Publication Date: 2010 Aug 15 PMID: 20575070
Authors: Tseng, Y. Y. - Gruzdeva, N. - Li, A. - Chuang, J. Z. - Sung, C. H.
Journal: J Comp Neurol

Previous studies showed that Tctex-1 immunoreactivity is selectively enriched in the germinal zones of adult brain. In this report we identify a regulatory region of the Tctex-1 gene that is capable of directing transgenic expression of green fluorescent protein (GFP) reporter that recapitulates the spatial and temporal expression pattern of endogenous Tctex-1. This construct specifically targeted expression to the nestin(+)/Pax6(+)/GLAST(+) radial glial cells and Tbr2(+) intermediate progenitors when the reporter construct was delivered to developing mouse neocortex via in utero electroporation.
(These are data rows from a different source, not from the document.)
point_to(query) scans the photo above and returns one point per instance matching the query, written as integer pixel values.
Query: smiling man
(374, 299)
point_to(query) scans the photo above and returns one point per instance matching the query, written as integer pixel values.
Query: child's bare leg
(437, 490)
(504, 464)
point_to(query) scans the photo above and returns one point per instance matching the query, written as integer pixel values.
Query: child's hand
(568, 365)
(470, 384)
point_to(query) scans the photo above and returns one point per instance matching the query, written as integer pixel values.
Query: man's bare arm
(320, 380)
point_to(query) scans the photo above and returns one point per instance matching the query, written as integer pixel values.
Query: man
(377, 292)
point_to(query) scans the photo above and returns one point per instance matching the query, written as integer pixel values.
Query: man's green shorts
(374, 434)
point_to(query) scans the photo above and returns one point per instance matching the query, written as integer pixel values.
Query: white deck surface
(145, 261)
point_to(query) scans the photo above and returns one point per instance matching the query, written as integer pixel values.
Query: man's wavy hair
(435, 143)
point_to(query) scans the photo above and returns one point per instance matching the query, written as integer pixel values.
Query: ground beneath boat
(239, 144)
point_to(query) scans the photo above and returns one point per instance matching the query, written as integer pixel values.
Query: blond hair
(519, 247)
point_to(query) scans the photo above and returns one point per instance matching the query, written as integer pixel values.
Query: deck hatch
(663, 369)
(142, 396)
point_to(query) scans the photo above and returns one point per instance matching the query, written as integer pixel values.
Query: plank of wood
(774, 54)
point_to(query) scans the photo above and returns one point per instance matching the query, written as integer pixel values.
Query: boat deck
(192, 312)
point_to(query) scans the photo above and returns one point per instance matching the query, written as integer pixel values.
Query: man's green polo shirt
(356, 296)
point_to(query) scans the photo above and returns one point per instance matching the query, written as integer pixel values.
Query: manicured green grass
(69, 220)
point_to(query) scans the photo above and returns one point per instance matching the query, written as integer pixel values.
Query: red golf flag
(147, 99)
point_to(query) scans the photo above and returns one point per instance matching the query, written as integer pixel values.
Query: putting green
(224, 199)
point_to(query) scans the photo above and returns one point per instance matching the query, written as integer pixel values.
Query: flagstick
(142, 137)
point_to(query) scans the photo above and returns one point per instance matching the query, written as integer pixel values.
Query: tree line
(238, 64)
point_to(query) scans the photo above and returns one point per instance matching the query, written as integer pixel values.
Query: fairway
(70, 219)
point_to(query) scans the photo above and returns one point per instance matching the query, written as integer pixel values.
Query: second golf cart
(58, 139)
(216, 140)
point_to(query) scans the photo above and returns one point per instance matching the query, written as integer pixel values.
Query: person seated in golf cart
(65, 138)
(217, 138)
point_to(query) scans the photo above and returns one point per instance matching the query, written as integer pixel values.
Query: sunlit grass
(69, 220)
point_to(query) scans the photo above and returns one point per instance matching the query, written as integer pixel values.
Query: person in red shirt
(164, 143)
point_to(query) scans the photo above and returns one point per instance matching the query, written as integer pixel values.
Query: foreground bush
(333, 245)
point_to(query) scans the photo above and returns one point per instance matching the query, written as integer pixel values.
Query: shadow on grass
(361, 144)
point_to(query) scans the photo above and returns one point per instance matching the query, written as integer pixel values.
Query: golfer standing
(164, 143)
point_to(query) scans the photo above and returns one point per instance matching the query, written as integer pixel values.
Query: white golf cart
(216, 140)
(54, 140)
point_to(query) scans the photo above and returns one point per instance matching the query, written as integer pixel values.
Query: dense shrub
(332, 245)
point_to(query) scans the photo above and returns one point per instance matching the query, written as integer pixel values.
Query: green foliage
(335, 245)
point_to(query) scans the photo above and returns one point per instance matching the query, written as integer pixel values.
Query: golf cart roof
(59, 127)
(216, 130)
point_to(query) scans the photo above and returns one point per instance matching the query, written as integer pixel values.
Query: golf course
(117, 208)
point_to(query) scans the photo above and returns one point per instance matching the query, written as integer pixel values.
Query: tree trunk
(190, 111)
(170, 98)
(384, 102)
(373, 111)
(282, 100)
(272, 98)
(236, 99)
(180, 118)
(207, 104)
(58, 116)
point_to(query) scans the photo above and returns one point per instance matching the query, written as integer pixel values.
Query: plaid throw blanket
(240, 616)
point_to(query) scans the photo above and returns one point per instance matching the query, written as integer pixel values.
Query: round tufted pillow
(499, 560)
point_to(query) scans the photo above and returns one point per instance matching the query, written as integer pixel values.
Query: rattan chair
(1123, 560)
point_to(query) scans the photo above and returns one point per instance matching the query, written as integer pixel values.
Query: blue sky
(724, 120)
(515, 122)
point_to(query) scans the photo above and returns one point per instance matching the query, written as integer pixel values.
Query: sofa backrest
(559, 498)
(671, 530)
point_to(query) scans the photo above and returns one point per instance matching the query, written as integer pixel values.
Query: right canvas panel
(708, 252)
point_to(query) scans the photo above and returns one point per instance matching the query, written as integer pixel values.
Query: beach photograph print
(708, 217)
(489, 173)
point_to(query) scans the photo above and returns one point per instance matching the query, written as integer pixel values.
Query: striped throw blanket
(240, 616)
Characterization of mice transgenically expressing GFP under the same regulatory element showed that the GFP expression is faithful to endogenous Tctex-1 at the subgranular zone (SGZ) of dentate gyrus, ventricular/subventricular zone of lateral ventricles, and ependymal layer of 3rd ventricle of adult brains. Immunolocalization and bromodeoxyuridine incorporation studies of adult SGZ in four independent mouse lines showed that Tctex-1:GFP reporter selectively marks nestin(+)/GFAP(+)/Sox2(+) neural stem-like cells in two mouse lines (4 and 13). In two other mouse lines (17 and 18), Tctex-1:GFP is selectively expressed in Type-2 and Type-3 transient amplifying progenitors and a small subset of young neuronal progeny. The P/E-Tctex-1 reporter mouse studies independently confirmed the specific enrichment of Tctex-1 at adult SGZ stem/progenitor cells. Furthermore, these studies supported the notion that an analogous transcriptional program may be used to regulate neurogenesis in embryonic cerebral cortex and adult hippocampus. Finally, the genomic sequences and the reporter mouse lines described here provide useful experimental tools to advance adult neural stem cell research.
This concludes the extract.